[dns-operations] question for DNS being attacked

Vernon Schryver vjs at rhyolite.com
Thu Jun 28 18:37:07 UTC 2012

> From: Michael Graff <mgraff at isc.org>

> > That conclusion does not hold, because it does not define the narrow
> > window alternative.  11 times as wide as what?
> With a slip factor of 2, every other packet will be dropped, and the =
> other packets returned will have the truncated bit set.  If this is =
> incorrect, please explain what it does do.
> This translates to a "normal" truncated response 50% of the time, and a =
> timeout the other 50%. 

That is true only if you modify the patch to accept a rate limit
threshold 0.  Otherwise the truncated responses and timeouts happen
only during attacks involving flooding, including what I assume are
meant by spoofing flood attacks.  I don't think running with a rate
limit threshold 0 makes any sense, but I've often been called lacking
in imagination.

If I should have understood "normal" as "normal during a spoofing
flood attack," then we can talk about what happens with IP instead 
of (IP,qname,type) rate limiting and the thresholds for particular
instances of the universal IP rate limiting.

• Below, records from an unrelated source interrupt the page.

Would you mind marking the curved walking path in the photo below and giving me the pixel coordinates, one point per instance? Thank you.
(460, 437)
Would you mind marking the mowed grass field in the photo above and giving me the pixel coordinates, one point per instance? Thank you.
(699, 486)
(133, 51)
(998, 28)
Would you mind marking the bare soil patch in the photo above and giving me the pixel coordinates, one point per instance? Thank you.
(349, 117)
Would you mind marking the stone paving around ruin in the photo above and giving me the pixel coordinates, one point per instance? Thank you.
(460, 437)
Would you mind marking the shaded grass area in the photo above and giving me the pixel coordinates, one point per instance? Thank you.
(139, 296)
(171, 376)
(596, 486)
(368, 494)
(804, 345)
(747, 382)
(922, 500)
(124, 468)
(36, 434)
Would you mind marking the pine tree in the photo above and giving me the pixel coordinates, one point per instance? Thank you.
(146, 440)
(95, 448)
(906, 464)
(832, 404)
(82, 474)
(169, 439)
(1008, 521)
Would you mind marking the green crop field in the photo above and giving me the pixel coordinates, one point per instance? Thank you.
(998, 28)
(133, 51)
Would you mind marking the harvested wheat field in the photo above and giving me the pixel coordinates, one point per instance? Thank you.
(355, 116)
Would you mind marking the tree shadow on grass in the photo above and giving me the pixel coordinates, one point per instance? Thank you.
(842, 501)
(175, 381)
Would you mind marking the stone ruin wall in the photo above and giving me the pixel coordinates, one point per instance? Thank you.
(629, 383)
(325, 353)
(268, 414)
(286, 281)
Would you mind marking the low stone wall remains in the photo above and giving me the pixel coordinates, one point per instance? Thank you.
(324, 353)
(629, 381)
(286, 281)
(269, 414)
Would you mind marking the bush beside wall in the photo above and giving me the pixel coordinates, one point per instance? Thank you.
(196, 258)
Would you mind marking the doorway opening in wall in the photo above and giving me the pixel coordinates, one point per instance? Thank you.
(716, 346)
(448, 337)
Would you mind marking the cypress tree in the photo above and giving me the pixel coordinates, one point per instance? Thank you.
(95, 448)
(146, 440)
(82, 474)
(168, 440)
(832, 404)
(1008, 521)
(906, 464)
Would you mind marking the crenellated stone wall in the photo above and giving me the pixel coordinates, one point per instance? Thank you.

>                         Ignoring the penalty BIND 9 and other servers =
> are likely to assign to this misbehaving server, the timeout keeps the =
> "Waiting for a response" window open much, much longer. 

Again, longer than what?  The alternative is *not* an absense of rate
limiting and so an absense of windows during which the target is
prevented from receiving responses from the real authoritative server.
As I said before, whether one uses (IP,qname,type), IP bandwidth rate
limiting or both, the target can be prevented from getting response
from authoritative servers.  The only things that vary are the contents
of the packets used by the attacker to blind the target, perhaps (but
not necessarily) the bandwidth used by the blinding packets, and whether
the thresholds for the rate limiting were consciously chosen to deal
with any kind of DNS issue.  It's a mere implementation detail of the
attack whether the window is held open by the authoritative server's
refusal to answer or by configured or de facto bandwidth rate limits
in the server or the path from the server to the target.

A separate aspect of this supposedly much, much longer window is that
it seems to assume that after the client has received a truncated or
TC=1 response and is going through the DNS/TCP dance, it will still
accept forged, evil DNS/UDP responses from the attacker.  Is that true
of common resolving servers and resolver libraries?  It's not how I'd
write a resolver.  Instead I'd discard all of the state needed to
accept apparently stale UDP responses before the TCP SYN is sent.

> "Waiting for a response" window open much, much longer.  This timeout is =
> largely server-dependent, and some may wait multiple seconds.  This =
> leaves the window open for a spoofing flood attack to sneak in.

Again, longer than what?

> While I commend you and Paul on the RLL work you've made, I think it is =
> improper to not mention this in the documents you write.  It may be "not =
> a big deal" to the administrator of the zone, but it is up to them to =
> decide that.  Some may prefer to be a flooding source rather than make =
> their zone more prone to spoofing, even if the actual odds are low.  The =
> biggest problem here is that the zone publisher's goals of not being =
> spoofable are entirely dependent on the resolver asking the questions, =
> without DNSSEC in the mix.

The notion that there is an alternative to rate limits is wrong.
There are rate limits in the path from the server and to the client
whether anyone has consciously configured them below the limits
imposed by service bit rates.  The lowest limit might be in firewalls
near the server or the client or in intermediate router queues, but
it will exist and can often (almost always?) be utilized by an
attacker using the 20x-50X amplification of DNSSEC.